What I want to do is maybe simple. I work on a cluster with Slurm (I have many CPUs and a lot of memory). I would like to cut my data set into subsets (by incrementing of 500 OTUs for example), and then, compute the correlations between each OTUs of the different subsets.
The main goal of this is to set a number of CPUs and RAM (for example 32 CPUs with 260 Go of RAM), start the computations of correlation between my subsets (500 OTUs, 1000 OTUs, 1500 OTUs... until 5000 OTUs) and look at the scalability.

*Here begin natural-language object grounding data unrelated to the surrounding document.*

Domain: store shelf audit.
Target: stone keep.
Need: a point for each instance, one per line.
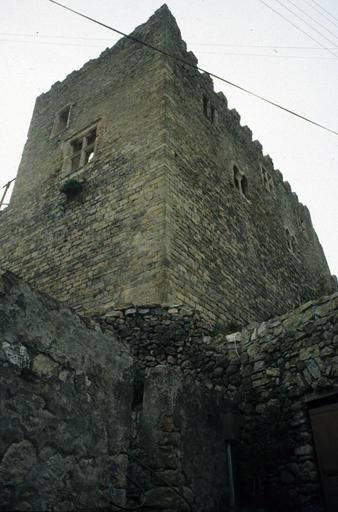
(138, 185)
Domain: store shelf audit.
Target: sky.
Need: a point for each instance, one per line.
(284, 50)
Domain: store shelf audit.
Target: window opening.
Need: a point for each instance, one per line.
(240, 181)
(291, 242)
(61, 120)
(267, 180)
(209, 110)
(83, 149)
(205, 106)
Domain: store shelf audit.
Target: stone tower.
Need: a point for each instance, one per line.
(138, 185)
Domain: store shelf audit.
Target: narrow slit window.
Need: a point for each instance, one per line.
(61, 121)
(240, 181)
(267, 180)
(83, 149)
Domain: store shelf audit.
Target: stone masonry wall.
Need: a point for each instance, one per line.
(158, 218)
(270, 370)
(65, 399)
(228, 254)
(105, 246)
(83, 426)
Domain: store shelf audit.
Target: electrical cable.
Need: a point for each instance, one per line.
(38, 36)
(294, 25)
(327, 12)
(187, 63)
(306, 22)
(241, 54)
(313, 19)
(335, 24)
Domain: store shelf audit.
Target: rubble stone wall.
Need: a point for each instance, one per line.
(274, 371)
(65, 399)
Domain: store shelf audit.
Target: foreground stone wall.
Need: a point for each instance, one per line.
(272, 371)
(66, 394)
(157, 217)
(81, 421)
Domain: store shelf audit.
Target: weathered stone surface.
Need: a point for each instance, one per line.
(65, 400)
(158, 217)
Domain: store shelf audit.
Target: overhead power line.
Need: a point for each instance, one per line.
(296, 26)
(37, 36)
(238, 54)
(304, 21)
(313, 19)
(318, 11)
(325, 10)
(187, 63)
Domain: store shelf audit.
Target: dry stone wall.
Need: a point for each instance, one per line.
(66, 394)
(273, 371)
(84, 427)
(157, 215)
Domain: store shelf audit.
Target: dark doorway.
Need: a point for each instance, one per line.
(324, 420)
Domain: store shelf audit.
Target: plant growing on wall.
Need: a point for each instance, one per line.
(72, 188)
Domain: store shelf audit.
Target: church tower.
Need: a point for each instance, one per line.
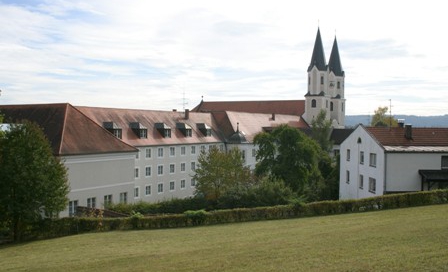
(325, 85)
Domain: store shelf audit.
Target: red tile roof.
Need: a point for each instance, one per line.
(287, 107)
(148, 118)
(420, 136)
(69, 131)
(250, 124)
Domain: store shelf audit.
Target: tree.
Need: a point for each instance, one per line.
(320, 131)
(380, 118)
(289, 155)
(33, 183)
(218, 171)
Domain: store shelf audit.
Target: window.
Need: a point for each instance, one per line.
(148, 190)
(107, 200)
(91, 202)
(372, 161)
(444, 162)
(72, 206)
(372, 185)
(148, 153)
(124, 197)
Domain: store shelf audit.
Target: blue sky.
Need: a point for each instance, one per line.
(165, 55)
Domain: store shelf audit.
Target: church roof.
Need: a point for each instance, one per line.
(288, 107)
(318, 57)
(335, 61)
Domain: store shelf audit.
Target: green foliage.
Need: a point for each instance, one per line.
(219, 171)
(380, 118)
(289, 155)
(33, 183)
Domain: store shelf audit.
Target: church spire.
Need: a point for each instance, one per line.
(318, 58)
(335, 61)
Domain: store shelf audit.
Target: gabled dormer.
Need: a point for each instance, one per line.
(185, 129)
(113, 128)
(139, 130)
(163, 129)
(204, 129)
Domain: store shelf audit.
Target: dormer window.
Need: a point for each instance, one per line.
(113, 128)
(205, 129)
(163, 129)
(185, 129)
(139, 130)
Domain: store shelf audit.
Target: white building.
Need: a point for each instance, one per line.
(381, 160)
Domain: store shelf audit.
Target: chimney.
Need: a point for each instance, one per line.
(408, 132)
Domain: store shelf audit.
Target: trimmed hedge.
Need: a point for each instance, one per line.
(75, 225)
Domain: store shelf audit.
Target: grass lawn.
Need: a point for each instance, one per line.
(412, 239)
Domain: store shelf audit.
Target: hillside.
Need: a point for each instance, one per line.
(416, 121)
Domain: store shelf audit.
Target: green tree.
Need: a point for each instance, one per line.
(289, 155)
(218, 171)
(380, 118)
(321, 130)
(33, 183)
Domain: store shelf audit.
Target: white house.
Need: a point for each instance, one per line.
(381, 160)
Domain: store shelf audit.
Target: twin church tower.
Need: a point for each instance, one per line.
(325, 85)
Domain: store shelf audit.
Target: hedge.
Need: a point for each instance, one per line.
(76, 225)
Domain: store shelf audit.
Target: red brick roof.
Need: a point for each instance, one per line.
(69, 131)
(420, 136)
(288, 107)
(250, 124)
(148, 118)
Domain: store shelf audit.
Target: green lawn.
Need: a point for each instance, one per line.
(412, 239)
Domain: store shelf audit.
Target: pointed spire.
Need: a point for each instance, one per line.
(318, 58)
(335, 61)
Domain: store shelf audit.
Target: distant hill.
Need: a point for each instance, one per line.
(416, 121)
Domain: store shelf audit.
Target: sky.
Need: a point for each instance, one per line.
(170, 54)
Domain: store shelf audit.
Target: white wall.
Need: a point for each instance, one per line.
(367, 145)
(402, 169)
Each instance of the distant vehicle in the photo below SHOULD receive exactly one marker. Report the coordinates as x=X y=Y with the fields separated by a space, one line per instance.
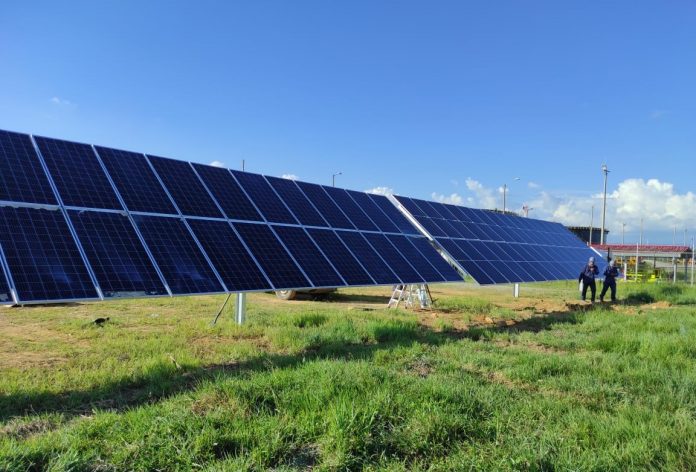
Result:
x=292 y=294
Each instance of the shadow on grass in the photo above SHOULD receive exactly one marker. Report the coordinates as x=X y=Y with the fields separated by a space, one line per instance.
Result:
x=165 y=380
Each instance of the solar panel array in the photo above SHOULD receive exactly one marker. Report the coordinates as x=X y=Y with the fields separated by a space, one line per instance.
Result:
x=501 y=248
x=89 y=222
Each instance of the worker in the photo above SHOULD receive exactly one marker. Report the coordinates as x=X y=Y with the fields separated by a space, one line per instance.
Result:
x=611 y=272
x=587 y=278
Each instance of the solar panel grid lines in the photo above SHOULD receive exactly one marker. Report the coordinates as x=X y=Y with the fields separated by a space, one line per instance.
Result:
x=318 y=269
x=264 y=197
x=351 y=209
x=22 y=175
x=116 y=254
x=300 y=206
x=370 y=259
x=325 y=205
x=76 y=174
x=179 y=256
x=135 y=181
x=351 y=268
x=43 y=257
x=184 y=187
x=278 y=264
x=229 y=254
x=231 y=198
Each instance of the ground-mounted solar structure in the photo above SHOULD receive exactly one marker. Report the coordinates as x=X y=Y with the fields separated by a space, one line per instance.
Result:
x=498 y=248
x=84 y=222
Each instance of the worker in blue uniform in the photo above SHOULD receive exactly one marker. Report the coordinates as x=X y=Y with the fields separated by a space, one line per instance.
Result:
x=611 y=272
x=587 y=278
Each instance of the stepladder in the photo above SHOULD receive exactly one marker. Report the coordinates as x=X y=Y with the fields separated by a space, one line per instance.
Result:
x=411 y=295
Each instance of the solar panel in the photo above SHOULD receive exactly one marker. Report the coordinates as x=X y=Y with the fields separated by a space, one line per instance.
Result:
x=177 y=255
x=42 y=256
x=309 y=257
x=373 y=212
x=189 y=194
x=351 y=209
x=22 y=177
x=342 y=259
x=325 y=205
x=228 y=193
x=371 y=261
x=401 y=267
x=501 y=248
x=135 y=181
x=232 y=260
x=293 y=197
x=5 y=295
x=79 y=177
x=263 y=196
x=270 y=253
x=116 y=254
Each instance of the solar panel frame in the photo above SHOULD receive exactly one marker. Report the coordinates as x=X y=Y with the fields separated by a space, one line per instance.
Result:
x=61 y=257
x=76 y=174
x=135 y=181
x=110 y=241
x=22 y=175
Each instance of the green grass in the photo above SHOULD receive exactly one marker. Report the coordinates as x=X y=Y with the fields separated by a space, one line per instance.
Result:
x=348 y=385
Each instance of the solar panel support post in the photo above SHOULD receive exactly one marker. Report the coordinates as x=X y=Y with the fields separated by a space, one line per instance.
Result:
x=240 y=312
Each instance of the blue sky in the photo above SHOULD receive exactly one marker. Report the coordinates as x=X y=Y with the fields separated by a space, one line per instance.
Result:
x=437 y=100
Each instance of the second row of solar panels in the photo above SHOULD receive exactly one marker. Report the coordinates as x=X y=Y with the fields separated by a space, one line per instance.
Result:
x=195 y=256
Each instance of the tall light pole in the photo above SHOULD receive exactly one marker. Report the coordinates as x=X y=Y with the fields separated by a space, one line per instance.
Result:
x=505 y=195
x=605 y=169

I will change the number of CPUs and the amount of RAM.
At the end, I will conclude by : "with 32 CPUs and 260 Go RAM, I can compute the correlation between X OTUs", "with 124 CPUs and 1To RAM, I can compute the correlation between X OTUs" ...
My problem is that I don't really know how to organize my code, and how to use the package mclapply() to parallelize.
library(optparse)
args <- commandArgs(trailingOnly = F)
# get options
option_list = list(
make_option(c("-s", "--subset"), type="character", default=NULL,
help="Input file matrix ")
);
opt_parser = OptionParser(usage = "Usage: %prog -f [FILE]",option_list=option_list,
description= "Description:")
opt = parse_args(opt_parser)
library(parallel)
library(doParallel)
library(compositional)
data=read.table("/home/vipailler/PROJET_M2/raw/truelength2.prok2.uniref2.rares.tsv", row.names=1, h=T, sep="\t")
data=clr(data) #log_ratio transformation
data=data[1:opt$subset,]
data=t(data)
cores<-32
options('mc.cores'=cores)
registerDoParallel(cores)
parallel=mclapply(cor(data, c='spearman'))
save(parallel, file=sprintf("/home/vipailler/PROJET_M2/data/parallel_%s.RData", opt$subset))
Vincent, I have edited my answer. Please read it again (at the top). Another user identified a better approach to do what you need.